It is Alaska state law with ATS that all gun shops offer safety locks and pamphlets along with every gone sold. However, the buyer does not have to accept them.

"We are instructed to offer them," Barry Barr, owner of Granny's Guns said. "We have to offer the lock and the pamphlet but that doesn't mean the buyer has to take them."

Barr says that using a gun lock in the home wouldn't delay much time if it's ever needed.

"It's pretty easy to unlock-- you just go like this, it just takes a second," Barr said. "The rope lock is faster to get off, you just need the key nearby."

Barr says the trigger lock takes a little more time.

"There's a little key and the key fits in the hole and it acts like a screwdriver." Barr said, "It just twists it and it comes off just like that.

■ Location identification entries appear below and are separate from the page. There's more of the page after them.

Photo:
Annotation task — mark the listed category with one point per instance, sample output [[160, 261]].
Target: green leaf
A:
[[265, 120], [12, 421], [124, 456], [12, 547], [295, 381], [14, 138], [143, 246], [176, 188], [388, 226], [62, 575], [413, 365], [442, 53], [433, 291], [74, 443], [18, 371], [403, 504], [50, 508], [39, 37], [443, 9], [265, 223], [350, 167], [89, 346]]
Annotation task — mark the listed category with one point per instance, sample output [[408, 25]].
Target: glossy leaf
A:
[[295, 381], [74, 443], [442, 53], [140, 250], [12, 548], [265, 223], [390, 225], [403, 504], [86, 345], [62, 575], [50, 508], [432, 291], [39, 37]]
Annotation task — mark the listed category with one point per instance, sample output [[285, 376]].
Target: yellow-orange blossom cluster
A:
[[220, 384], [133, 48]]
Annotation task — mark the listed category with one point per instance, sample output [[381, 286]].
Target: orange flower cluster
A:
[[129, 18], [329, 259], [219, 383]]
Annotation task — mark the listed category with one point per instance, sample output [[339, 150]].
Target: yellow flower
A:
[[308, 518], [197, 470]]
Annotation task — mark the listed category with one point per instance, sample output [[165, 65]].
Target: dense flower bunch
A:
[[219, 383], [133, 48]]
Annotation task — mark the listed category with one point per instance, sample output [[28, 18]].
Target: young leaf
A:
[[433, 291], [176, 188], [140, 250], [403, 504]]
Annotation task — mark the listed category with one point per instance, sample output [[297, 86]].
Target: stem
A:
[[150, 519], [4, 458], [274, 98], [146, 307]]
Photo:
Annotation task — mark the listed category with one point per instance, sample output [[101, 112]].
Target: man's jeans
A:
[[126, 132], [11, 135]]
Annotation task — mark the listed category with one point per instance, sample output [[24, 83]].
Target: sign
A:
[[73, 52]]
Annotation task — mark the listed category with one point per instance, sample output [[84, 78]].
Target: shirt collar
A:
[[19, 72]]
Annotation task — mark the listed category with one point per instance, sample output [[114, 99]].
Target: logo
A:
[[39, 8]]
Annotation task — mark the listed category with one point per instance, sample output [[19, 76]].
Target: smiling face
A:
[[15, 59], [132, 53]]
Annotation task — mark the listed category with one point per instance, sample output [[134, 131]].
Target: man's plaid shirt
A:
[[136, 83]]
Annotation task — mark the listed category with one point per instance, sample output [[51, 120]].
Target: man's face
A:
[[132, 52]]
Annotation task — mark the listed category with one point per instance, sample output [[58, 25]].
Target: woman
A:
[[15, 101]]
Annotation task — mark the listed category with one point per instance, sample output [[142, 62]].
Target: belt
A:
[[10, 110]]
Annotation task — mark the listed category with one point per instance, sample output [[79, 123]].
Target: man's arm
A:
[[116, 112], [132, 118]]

Takes a little longer, though."

The Anchorage Police Department says they don't have any policies or regulations when it comes to having guns in the home, but they do have recommendations.

"Keep your gun in a safe location where it will be out of the reach of children," Lt. John McKinnon said, "You don't have to have it in a locked space, but it is recommended that you secure them as best as possible."

Lt. McKinnon says there are many ways to keep your guns safe from children.

"There's locks, safes, trigger locks, it's a matter of personal preference," McKinnon said. "All depends on the person and what they like. Most simple locks can be found for under $10."

Barr says he'll give away gun locks for free.

"If someone needs or wants a lock," Barr said, "Just stop by and ask for one."

Lt. McKinnon also reminds everyone to pay attention.

"It doesn't matter if you have a gun or you're running a table saw," McKinnon said, "If you don't pay attention, you matter how many years you have into it, you could hurt yourself or someone else."